Kinder, softer sound of the Velvets' third album

The Velvet Underground are not known for their love songs. The band, who became famous under the aegis of pop artist Andy Warhol, are better known for their artistic explorations of the musical possibilities of feedback and distortion. Songs such as 1967's Heroin used discord and drone effects to convey the rush addicts experience when using the drug.

PUBLISHED : Sunday, 19 August, 2012, 12:00am
UPDATED : Monday, 20 August, 2012, 10:22am

The Velvet Underground

The Velvet Underground

MGM/Verve

The Velvet Underground are not known for their love songs. The band, who became famous under the aegis of pop artist Andy Warhol, are better known for their artistic explorations of the musical possibilities of feedback and distortion. Songs such as 1967's Heroin used discord and drone effects to convey the rush addicts experience when using the drug.

So the elegant and beautiful Pale Blue Eyes, which appeared on the band's eponymous third LP in 1969, came as a surprise. The delicate ballad, written by the Velvet's main songwriter, Lou Reed, replaced the usual expressions of angst and anger with those of love and lament. Backed by some melodic and textured guitars, and with only a tambourine for a rhythm section, Reed sang the repeated refrain "Linger on, your pale blue eyes" with an unexpected longing.

The song, the fourth on the LP, demonstrated the change of direction that permeated the album.

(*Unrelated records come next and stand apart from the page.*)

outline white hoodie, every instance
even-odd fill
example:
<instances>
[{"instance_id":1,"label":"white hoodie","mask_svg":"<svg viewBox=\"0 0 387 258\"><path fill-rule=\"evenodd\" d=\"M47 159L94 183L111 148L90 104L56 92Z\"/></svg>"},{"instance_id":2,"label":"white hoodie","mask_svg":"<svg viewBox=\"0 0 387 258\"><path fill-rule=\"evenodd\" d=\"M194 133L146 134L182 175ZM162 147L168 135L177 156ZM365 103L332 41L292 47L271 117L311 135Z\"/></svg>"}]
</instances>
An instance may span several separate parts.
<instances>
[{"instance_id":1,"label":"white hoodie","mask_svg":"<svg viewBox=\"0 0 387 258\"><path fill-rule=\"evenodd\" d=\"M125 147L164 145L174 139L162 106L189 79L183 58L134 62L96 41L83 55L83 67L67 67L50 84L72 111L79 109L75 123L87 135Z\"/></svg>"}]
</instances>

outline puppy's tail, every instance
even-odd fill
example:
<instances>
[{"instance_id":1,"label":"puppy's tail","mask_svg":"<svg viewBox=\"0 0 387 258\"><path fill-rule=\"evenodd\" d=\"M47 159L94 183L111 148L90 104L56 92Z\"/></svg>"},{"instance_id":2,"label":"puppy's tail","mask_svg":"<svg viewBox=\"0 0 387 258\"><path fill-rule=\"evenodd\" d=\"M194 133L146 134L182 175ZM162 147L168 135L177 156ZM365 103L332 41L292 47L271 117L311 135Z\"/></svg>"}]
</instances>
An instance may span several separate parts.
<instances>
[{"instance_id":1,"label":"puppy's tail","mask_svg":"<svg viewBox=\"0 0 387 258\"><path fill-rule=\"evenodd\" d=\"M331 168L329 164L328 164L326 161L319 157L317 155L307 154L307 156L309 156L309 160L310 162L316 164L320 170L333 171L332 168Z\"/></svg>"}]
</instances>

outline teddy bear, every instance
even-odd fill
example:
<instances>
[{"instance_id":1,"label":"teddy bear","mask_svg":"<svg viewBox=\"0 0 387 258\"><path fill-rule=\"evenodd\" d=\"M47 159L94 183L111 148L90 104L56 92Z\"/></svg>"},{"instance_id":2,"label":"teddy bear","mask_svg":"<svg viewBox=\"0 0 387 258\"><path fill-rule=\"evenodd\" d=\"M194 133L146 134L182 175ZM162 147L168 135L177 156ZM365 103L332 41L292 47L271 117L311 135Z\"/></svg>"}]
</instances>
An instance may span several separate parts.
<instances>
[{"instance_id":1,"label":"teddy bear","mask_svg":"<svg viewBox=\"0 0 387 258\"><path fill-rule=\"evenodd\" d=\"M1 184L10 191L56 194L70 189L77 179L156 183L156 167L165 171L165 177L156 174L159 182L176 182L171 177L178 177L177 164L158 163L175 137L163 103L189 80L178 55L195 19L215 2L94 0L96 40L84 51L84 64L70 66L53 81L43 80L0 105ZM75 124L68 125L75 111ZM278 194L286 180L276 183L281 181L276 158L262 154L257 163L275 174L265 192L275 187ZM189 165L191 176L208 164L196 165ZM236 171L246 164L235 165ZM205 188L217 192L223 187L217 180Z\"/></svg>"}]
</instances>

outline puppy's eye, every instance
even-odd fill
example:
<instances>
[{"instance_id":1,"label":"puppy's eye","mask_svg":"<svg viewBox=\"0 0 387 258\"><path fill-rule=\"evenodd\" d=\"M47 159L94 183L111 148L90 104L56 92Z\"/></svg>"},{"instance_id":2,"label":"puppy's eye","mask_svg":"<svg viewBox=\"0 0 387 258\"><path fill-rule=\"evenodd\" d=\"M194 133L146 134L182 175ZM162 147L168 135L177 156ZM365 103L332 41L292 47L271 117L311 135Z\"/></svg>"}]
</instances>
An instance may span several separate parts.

Tracks such as the pensive Jesus and the life-affirming Beginning to See the Light mixed the band's traditional disillusionment with a sense of hope.

"Can this be that same bunch of junkie … sadomasochist speed freaks who roared their anger and their pain in storms of screaming feedback and words spat out like strings of epithets?" wrote rock critic Lester Bangs in a review in Rolling Stone magazine in 1969. "Yes. Yes, it can, and this is perhaps the most important lesson of The Velvet Underground: the power of the human soul to transcend its darker levels."

There were many reasons behind this unexpected change of direction. One of them was simply technical: the band's use of clean-sounding guitars was in part due to the fact that the case containing their fuzzboxes and distortion effects had been stolen from an airport. The idea behind the previous White Light, White Heat LP had been to push the VU meters into the red while recording. The loss of the pedals led to a decision to experiment with a quieter, less-distorted sound palette.

More importantly, the personnel were significantly different to the line-up of their debut, The Velvet Underground & Nico. Teutonic chanteuse Nico had left after that LP, and Reed had fired Welshman John Cale when their creative partnership became increasingly volatile. Cale, a viola player and organist who had studied avant-garde classical music before forming the band with Reed, was an opinionated master of controlled discord and drone effects inspired by Eastern music. He was replaced by someone much quieter: the mellow-minded bass player and singer Doug Yule.

Pale Blue Eyes was an obvious single, and probably would have provided the band with a chart hit. But due to disinterest at their record company, MGM/Verve, no single was released from the album.

Along with Reed's better-known Perfect Day, another song about heroin, Pale Blue Eyes stands as the prolific rocker's greatest ballad.